Any specific metrics that you want to be enabled must be specified in the metrics.filter.
For more information, see Operations Manual 4.4 → Enable metrics logging.

Compatibility and synchronization

With a causal cluster of many instances, while upgrading each instance in turn, there is a period during which the cluster is composed of some old and some new instances. A single system database is consistently replicated across the entire cluster. As a result, it is not possible to have its schema structured according to the needs of the new Neo4j version on some instances and the old version on others.

When the system database is not up-to-date with the Neo4j version of a given instance, that instance runs in compatibility mode. This means that capabilities common to both Neo4j versions will continue to work, but the features that require the new schema, will be disabled. For example, if you attempt to grant a new privilege not supported in the old schema, you will receive an error and the grant will fail. Therefore, when the rolling upgrade finishes, you must manually upgrade the system database schema in order to access all new features.

If the system database’s schema is too old to allow compatibility mode, the server will not start. For more information, see Troubleshooting.

Manually trigger an upgrade of the system database
  1. On one of the cluster members, call the procedure dbms.upgradeStatus() to determine whether an upgrade is necessary:

    CALL dbms.upgradeStatus();
    +-------------------------------------------------------------------------------------------------------------------------+
    | status             | description                                                                | resolution            |
    +-------------------------------------------------------------------------------------------------------------------------+
    | "REQUIRES_UPGRADE" | "The sub-graph is supported, but is an older version and requires upgrade" | "CALL dbms.upgrade()" |
    +-------------------------------------------------------------------------------------------------------------------------+

    For the full list of possible status values, see Status codes for dbms.upgradeStatus.

  2. On one of the cluster members, perform the upgrade by calling the procedure dbms.upgrade() against the system database:

    CALL dbms.upgrade();
    +---------------------------+
    | status    | upgradeResult |
    +---------------------------+
    | "CURRENT" | "Success"     |
    +---------------------------+

    Since Neo4j uses a shared system database, the upgraded system database will replicate across the entire cluster. If the upgrade fails for some reason, the status will not change, and the upgradeResult field will describe which components have failed to upgrade.

Post-upgrade steps

The following steps must be performed after a rolling upgrade.

  1. Restore the privilege of the PUBLIC role to stop databases:

    REVOKE DENY STOP ON DATABASE * FROM PUBLIC
  2. Restore the privilege of the PUBLIC role to create and drop databases:

    REVOKE DENY DATABASE MANAGEMENT ON DBMS FROM PUBLIC
  3. (Optional) If you have started offline databases during the preparation phase for a rolling upgrade, you stop each of them to restore them to the original state:

    STOP DATABASE [database-name]
  4. (Recommended) Perform a full backup, using an empty target directory.

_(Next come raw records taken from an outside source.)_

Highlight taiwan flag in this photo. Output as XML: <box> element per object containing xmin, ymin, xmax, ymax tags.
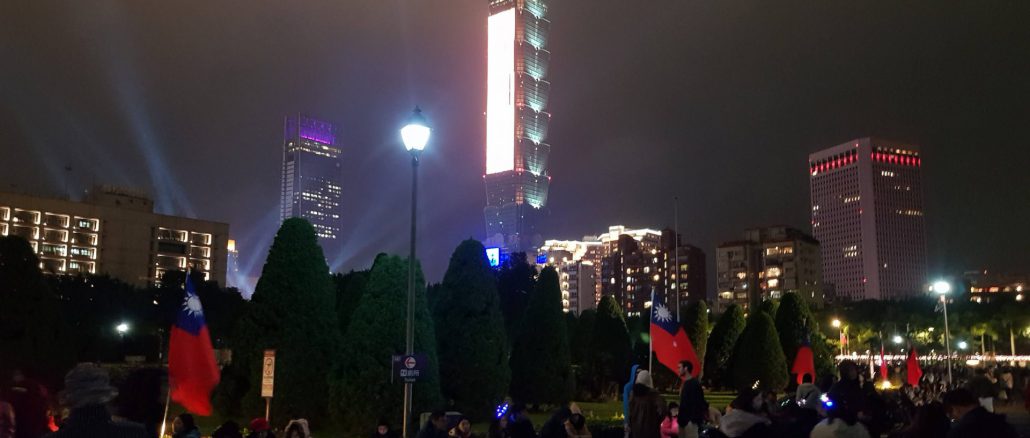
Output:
<box><xmin>651</xmin><ymin>295</ymin><xmax>701</xmax><ymax>377</ymax></box>
<box><xmin>904</xmin><ymin>347</ymin><xmax>923</xmax><ymax>386</ymax></box>
<box><xmin>790</xmin><ymin>339</ymin><xmax>816</xmax><ymax>384</ymax></box>
<box><xmin>168</xmin><ymin>273</ymin><xmax>219</xmax><ymax>415</ymax></box>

Rolling upgrade for cloud infrastructure

This variant is suitable for deployments that use replaceable cloud or container resources. It follows the same steps as for the fixed number of servers, but you can add the new members before you shut down the old ones, thus preserving the cluster fault tolerance level. Because Read Replicas are not part of the cluster consensus group, their replacement during the upgrade will not affect the cluster availability and fault tolerance level. However, it is still recommended to incrementally add Read Replicas for a structured and maintainable upgrade process.